On Fri, Apr 10, 2015 at 03:26:02PM +0200, Thomas HUMMEL wrote:
We tried with sssd 1.12.4 and it doesn't fix the problem
Further on the debug process, we wanted to know if the problem comes from slurm, glibc or sssd. Here's what we've tried :
1. we hacked slurmd code to add a getgroups() call before and after slurm calls initgroups() :
debug2("Uncached user/gid: %s/%ld", job->user_name, (long)job->gid); debug2("Before initgroups number of groups for %s/%ld : %d", job->user_name, (long)job->gid, getgroups(0, NULL)); if ((rc = initgroups(job->user_name, job->gid))) { if ((errno == EPERM) && (getuid() != (uid_t) 0)) { debug("Error in initgroups(%s, %ld): %m", job->user_name, (long)job->gid); } else { error("Error in initgroups(%s, %ld): %m", job->user_name, (long)job->gid); } return -1; } debug2("After initgroups number of groups for %s/%ld : %d", job->user_name, (long)job->gid, getgroups(0, NULL)); return 0;
-> when the problem occurs (note that slurmd is running as root before dropping privileges) :
Apr 10 17:10:28 myriad-n407 slurmstepd[7219]: Before initgroups number of groups for njoly/3044 : 0 Apr 10 17:10:28 myriad-n407 slurmstepd[7219]: After initgroups number of groups for njoly/3044 : 1
-> when the problem does not occur
Apr 10 17:32:14 myriad-n407 slurmstepd[11075]: Before initgroups number of groups for njoly/3044 : 0 Apr 10 17:32:14 myriad-n407 slurmstepd[11075]: After initgroups number of groups for njoly/3044 : 11
So our understanding is that slurm is not to blame
Note : in previous tests where we put a getgroups() elsewhere in the code, sometimes we noticed that more than one group was retrieved. So sometimes a subset of the supplementary groups is retrieved.

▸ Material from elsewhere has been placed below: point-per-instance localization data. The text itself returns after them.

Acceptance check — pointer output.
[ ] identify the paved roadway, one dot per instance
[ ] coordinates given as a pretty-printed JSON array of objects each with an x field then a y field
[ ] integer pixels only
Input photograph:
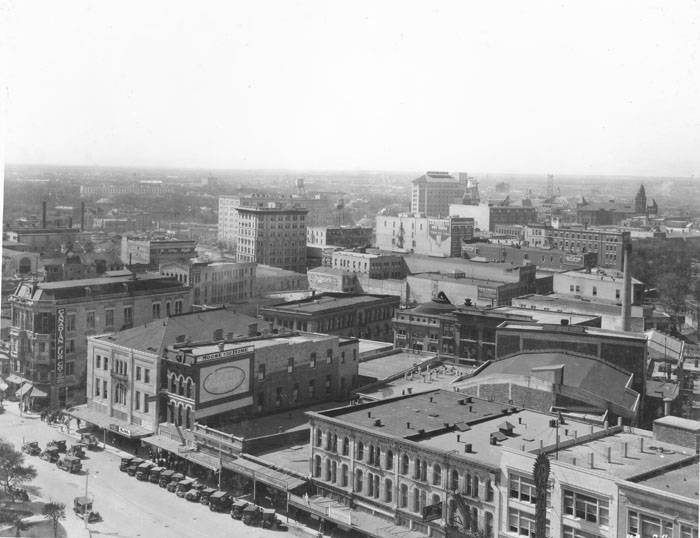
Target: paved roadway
[{"x": 129, "y": 508}]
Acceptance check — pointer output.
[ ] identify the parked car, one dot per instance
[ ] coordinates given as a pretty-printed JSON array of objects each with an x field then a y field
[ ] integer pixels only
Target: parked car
[
  {"x": 71, "y": 464},
  {"x": 205, "y": 495},
  {"x": 220, "y": 501},
  {"x": 32, "y": 448}
]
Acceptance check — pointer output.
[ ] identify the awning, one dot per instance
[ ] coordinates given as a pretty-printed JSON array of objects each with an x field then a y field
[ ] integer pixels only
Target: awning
[
  {"x": 176, "y": 447},
  {"x": 38, "y": 393},
  {"x": 92, "y": 416},
  {"x": 14, "y": 378},
  {"x": 24, "y": 390},
  {"x": 272, "y": 477}
]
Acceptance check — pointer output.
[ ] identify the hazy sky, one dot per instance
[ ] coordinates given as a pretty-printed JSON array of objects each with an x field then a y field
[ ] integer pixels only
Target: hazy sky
[{"x": 523, "y": 86}]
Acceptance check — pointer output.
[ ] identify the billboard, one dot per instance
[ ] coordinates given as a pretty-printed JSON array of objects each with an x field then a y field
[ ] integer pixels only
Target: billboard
[
  {"x": 224, "y": 380},
  {"x": 60, "y": 346}
]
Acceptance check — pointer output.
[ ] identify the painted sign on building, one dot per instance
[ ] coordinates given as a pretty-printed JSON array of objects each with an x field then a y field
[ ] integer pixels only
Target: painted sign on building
[{"x": 60, "y": 346}]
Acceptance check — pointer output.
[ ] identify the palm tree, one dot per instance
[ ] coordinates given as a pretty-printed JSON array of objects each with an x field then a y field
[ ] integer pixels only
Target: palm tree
[{"x": 541, "y": 474}]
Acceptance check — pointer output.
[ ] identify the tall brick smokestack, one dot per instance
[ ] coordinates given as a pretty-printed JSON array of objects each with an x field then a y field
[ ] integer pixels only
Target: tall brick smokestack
[{"x": 627, "y": 288}]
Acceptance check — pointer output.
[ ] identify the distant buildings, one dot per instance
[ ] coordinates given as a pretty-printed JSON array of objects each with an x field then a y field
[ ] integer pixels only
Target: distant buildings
[
  {"x": 608, "y": 243},
  {"x": 442, "y": 237},
  {"x": 360, "y": 316},
  {"x": 52, "y": 320},
  {"x": 152, "y": 250},
  {"x": 487, "y": 216}
]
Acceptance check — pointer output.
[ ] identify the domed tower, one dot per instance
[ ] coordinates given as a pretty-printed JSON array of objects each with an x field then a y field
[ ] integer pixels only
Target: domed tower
[{"x": 640, "y": 201}]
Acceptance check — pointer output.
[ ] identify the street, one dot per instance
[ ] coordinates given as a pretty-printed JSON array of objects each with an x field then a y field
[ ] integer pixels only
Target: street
[{"x": 129, "y": 508}]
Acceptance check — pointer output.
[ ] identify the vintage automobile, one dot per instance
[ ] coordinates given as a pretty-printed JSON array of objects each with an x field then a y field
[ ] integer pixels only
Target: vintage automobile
[
  {"x": 206, "y": 493},
  {"x": 252, "y": 515},
  {"x": 70, "y": 464},
  {"x": 133, "y": 466},
  {"x": 166, "y": 476},
  {"x": 58, "y": 443},
  {"x": 90, "y": 441},
  {"x": 124, "y": 463},
  {"x": 77, "y": 450},
  {"x": 50, "y": 454},
  {"x": 143, "y": 469},
  {"x": 174, "y": 482},
  {"x": 269, "y": 519},
  {"x": 82, "y": 506},
  {"x": 237, "y": 508},
  {"x": 220, "y": 501},
  {"x": 183, "y": 486},
  {"x": 154, "y": 474},
  {"x": 32, "y": 448},
  {"x": 194, "y": 494}
]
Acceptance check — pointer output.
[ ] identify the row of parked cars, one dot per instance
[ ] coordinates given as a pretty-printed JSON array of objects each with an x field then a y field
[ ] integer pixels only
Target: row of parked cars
[{"x": 192, "y": 490}]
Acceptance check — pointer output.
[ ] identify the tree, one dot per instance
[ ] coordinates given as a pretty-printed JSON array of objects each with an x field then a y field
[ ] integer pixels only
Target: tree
[
  {"x": 54, "y": 511},
  {"x": 541, "y": 475},
  {"x": 13, "y": 472}
]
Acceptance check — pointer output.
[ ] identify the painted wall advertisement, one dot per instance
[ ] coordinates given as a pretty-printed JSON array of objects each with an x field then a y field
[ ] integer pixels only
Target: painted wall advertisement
[
  {"x": 224, "y": 380},
  {"x": 60, "y": 346}
]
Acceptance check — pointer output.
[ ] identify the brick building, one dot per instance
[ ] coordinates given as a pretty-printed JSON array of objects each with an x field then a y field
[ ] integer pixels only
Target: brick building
[
  {"x": 52, "y": 320},
  {"x": 362, "y": 316}
]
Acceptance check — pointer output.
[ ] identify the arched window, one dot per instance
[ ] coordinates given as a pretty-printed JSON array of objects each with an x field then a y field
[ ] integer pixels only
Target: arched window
[
  {"x": 358, "y": 481},
  {"x": 454, "y": 481},
  {"x": 403, "y": 496},
  {"x": 404, "y": 464},
  {"x": 437, "y": 474}
]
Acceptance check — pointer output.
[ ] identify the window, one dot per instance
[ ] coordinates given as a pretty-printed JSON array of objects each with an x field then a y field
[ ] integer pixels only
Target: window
[
  {"x": 109, "y": 317},
  {"x": 523, "y": 523},
  {"x": 645, "y": 525},
  {"x": 586, "y": 507},
  {"x": 128, "y": 316}
]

2. We stopped sssd and remove the cache files (mc/* db/*) and put the user in /etc/passwd file and all his supplementary (as well as his primary group) groups in /etc/group :
-> the problem does not occur anymore
So we think that glibc is not to blame either.
Conclusion : it seems to us that it really is an sssd problem. Can you hint us somewhere in the sssd source code we can start to further investigate because we are unable to build a test case without slurm.
Thanks